HEAVY rain has soaked the River Adur flood plain around Steyning and Upper Beeding.
Herald chief photographer Stephen Goodger captured the scene from the top of Steyning Bowl on Thursday.
He said the water levels were high, but nowhere near the worst he had seen over his time on the newspaper, including a few years ago, when the grassy area east of the A283 resembled a river.
The major river floodplains in the eastern part of the South Downs are made up of a series of enclosed fields, bounded by ditches and occasional hedgerows.
The River Adur flood plain, beyond Steyning and Upper Beeding, is part of a wide, flat area at the base of a distinctive U-shaped valley.

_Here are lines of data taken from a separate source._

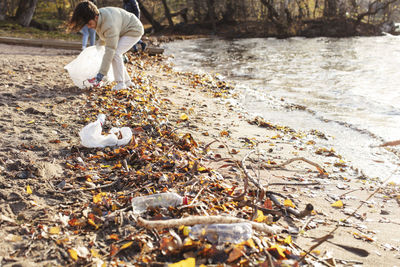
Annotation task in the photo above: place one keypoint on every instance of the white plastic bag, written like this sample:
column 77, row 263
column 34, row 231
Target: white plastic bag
column 87, row 65
column 91, row 135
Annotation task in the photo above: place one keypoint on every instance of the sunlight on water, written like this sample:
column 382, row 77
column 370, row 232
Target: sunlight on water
column 351, row 85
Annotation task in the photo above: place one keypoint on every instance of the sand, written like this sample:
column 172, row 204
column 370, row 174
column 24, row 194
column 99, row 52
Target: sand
column 41, row 115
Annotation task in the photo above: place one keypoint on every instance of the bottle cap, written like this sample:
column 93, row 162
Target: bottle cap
column 185, row 201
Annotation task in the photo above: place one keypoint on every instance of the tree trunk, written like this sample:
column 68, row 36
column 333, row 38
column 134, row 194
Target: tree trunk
column 330, row 8
column 167, row 13
column 211, row 15
column 25, row 11
column 3, row 9
column 156, row 26
column 196, row 10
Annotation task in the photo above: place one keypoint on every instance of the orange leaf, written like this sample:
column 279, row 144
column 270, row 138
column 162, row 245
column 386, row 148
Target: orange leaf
column 289, row 203
column 235, row 254
column 54, row 230
column 126, row 245
column 189, row 262
column 113, row 236
column 73, row 254
column 337, row 204
column 113, row 250
column 268, row 204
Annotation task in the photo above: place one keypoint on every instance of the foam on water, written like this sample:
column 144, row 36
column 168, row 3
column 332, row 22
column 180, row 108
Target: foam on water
column 349, row 86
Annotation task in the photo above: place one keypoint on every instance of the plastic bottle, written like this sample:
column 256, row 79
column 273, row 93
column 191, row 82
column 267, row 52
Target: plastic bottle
column 222, row 233
column 140, row 204
column 91, row 134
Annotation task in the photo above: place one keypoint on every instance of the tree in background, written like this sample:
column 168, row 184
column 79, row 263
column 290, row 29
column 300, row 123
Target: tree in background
column 247, row 17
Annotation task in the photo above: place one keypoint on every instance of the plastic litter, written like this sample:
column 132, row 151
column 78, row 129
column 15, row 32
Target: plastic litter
column 86, row 66
column 140, row 204
column 91, row 134
column 222, row 233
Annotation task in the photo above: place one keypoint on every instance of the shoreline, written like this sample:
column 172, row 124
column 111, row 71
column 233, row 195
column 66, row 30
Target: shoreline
column 53, row 135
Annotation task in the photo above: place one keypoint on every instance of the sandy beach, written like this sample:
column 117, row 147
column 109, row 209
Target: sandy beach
column 50, row 215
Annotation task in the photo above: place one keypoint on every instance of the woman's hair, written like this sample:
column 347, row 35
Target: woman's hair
column 83, row 12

The Environment Agency said the main source of flood risk in the Adur area was from the river, made worse by the influence of the tide and surface water flooding.
Flood risk management in the Adur catchment has historically relied on the flood defence embankments along the River Adur, north of the A259 road bridge and beyond Steyning and Upper Beeding.
In Steyning and Upper Beeding, a combination of high tide and increased river levels can lead to overtopping of the defences.
The agency’s flood management plan states: “Extended periods of high water levels in the River Adur prevent drainage from land behind the defences, often causing the land to become seasonally waterlogged.
“This can produce a flashy response to heavy rainfall resulting in surface water flooding. This can also, on occasions, overwhelm nearby urban drainage systems resulting in localised urban flooding.”